Вдруг он как будто вспомнил: чуть заметная улыбка мелькнула на его пухлом лице, и он, низко, почтительно наклонившись, взял предмет, лежавший на блюде. Это был Георгий 1 й степени.


На другой день были у фельдмаршала обед и бал, которые государь удостоил своим присутствием. Кутузову пожалован Георгий 1 й степени; государь оказывал ему высочайшие почести; но неудовольствие государя против фельдмаршала было известно каждому. Соблюдалось приличие, и государь показывал первый пример этого; но все знали, что старик виноват и никуда не годится. Когда на бале Кутузов, по старой екатерининской привычке, при входе государя в бальную залу велел к ногам его повергнуть взятые знамена, государь неприятно поморщился и проговорил слова, в которых некоторые слышали: «старый комедиант».
Неудовольствие государя против Кутузова усилилось в Вильне в особенности потому, что Кутузов, очевидно, не хотел или не мог понимать значение предстоящей кампании.
Когда на другой день утром государь сказал собравшимся у него офицерам: «Вы спасли не одну Россию; вы спасли Европу», – все уже тогда поняли, что война не кончена.
Один Кутузов не хотел понимать этого и открыто говорил свое мнение о том, что новая война не может улучшить положение и увеличить славу России, а только может ухудшить ее положение и уменьшить ту высшую степень славы, на которой, по его мнению, теперь стояла Россия. Он старался доказать государю невозможность набрания новых войск; говорил о тяжелом положении населений, о возможности неудач и т. п.
При таком настроении фельдмаршал, естественно, представлялся только помехой и тормозом предстоящей войны.
Для избежания столкновений со стариком сам собою нашелся выход, состоящий в том, чтобы, как в Аустерлице и как в начале кампании при Барклае, вынуть из под главнокомандующего, не тревожа его, не объявляя ему о том, ту почву власти, на которой он стоял, и перенести ее к самому государю.

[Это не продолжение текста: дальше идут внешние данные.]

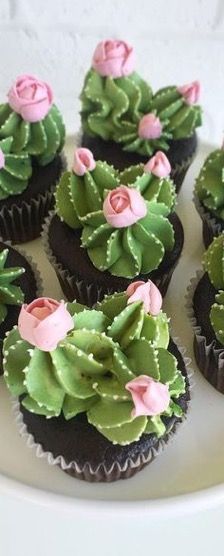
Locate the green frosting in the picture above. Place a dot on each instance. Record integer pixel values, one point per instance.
(9, 293)
(15, 173)
(213, 262)
(126, 251)
(113, 108)
(87, 372)
(42, 139)
(210, 183)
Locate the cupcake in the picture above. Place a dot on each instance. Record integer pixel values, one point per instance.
(124, 122)
(102, 390)
(209, 195)
(19, 282)
(206, 311)
(111, 227)
(32, 136)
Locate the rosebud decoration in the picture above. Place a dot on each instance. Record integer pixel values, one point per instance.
(190, 92)
(150, 127)
(44, 322)
(158, 165)
(148, 293)
(124, 206)
(113, 59)
(149, 396)
(31, 98)
(83, 161)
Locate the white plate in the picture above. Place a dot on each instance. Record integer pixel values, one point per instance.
(189, 474)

С этою целью понемногу переформировался штаб, и вся существенная сила штаба Кутузова была уничтожена и перенесена к государю. Толь, Коновницын, Ермолов – получили другие назначения. Все громко говорили, что фельдмаршал стал очень слаб и расстроен здоровьем.
Ему надо было быть слабым здоровьем, для того чтобы передать свое место тому, кто заступал его. И действительно, здоровье его было слабо.
Как естественно, и просто, и постепенно явился Кутузов из Турции в казенную палату Петербурга собирать ополчение и потом в армию, именно тогда, когда он был необходим, точно так же естественно, постепенно и просто теперь, когда роль Кутузова была сыграна, на место его явился новый, требовавшийся деятель.
Война 1812 го года, кроме своего дорогого русскому сердцу народного значения, должна была иметь другое – европейское.
За движением народов с запада на восток должно было последовать движение народов с востока на запад, и для этой новой войны нужен был новый деятель, имеющий другие, чем Кутузов, свойства, взгляды, движимый другими побуждениями.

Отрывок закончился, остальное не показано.